ACSIncome#

Introduction#

The ACSIncome dataset is one of five datasets created by Ding et al. [1] as an improved alternative to the popular UCI Adult dataset. [2] Briefly, the UCI Adult dataset is commonly used as a benchmark dataset when comparing different algorithmic fairness interventions. ACSIncome offers a few improvements, such as providing more datapoints (1,664,500 vs. 48,842) and more recent data (2018 vs. 1994). Further, the binary labels in the UCI Adult dataset indicate whether an individual earned more than $50k US dollars in that year. Ding et al. show that the choice of threshold impacts the amount of disparity in proportion of positives, so they allow users to define any threshold rather than fixing it at $50k.
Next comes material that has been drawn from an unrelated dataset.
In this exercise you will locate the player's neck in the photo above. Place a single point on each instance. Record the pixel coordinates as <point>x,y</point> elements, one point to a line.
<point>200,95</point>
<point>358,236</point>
Ding et al. compiled data from the American Community Survey (ACS) Public Use Microdata Sample (PUMS). Note that this is a different source than the Annual Social and Economic Supplement (ASEC) of the Current Population Survey (CPS) used to construct the original UCI Adult dataset. Ding et al. filtered the data such that ACSIncome only includes individuals above 16 years old who worked at least 1 hour per week in the past year and had an income of at least $100.

Dataset Description#

Ding et al. provide data from 2014-2018 for all 50 states and Puerto Rico. Note that Puerto Rico is the only US territory included in this dataset. We uploaded the 2018 data to OpenML. The dataset contains 1,664,500 rows. Each row describes a person and contains 10 features, which we describe below:

Column name

Description

AGEP

Age as an integer from 0 to 99

COW

Class of worker:
  1. Employee of a private for-profit company or business, or of an individual, for wages, salary, or commissions

  2. Employee of a private not-for-profit, tax-exempt, or charitable organization

  3. Local government employee (city, county, etc.)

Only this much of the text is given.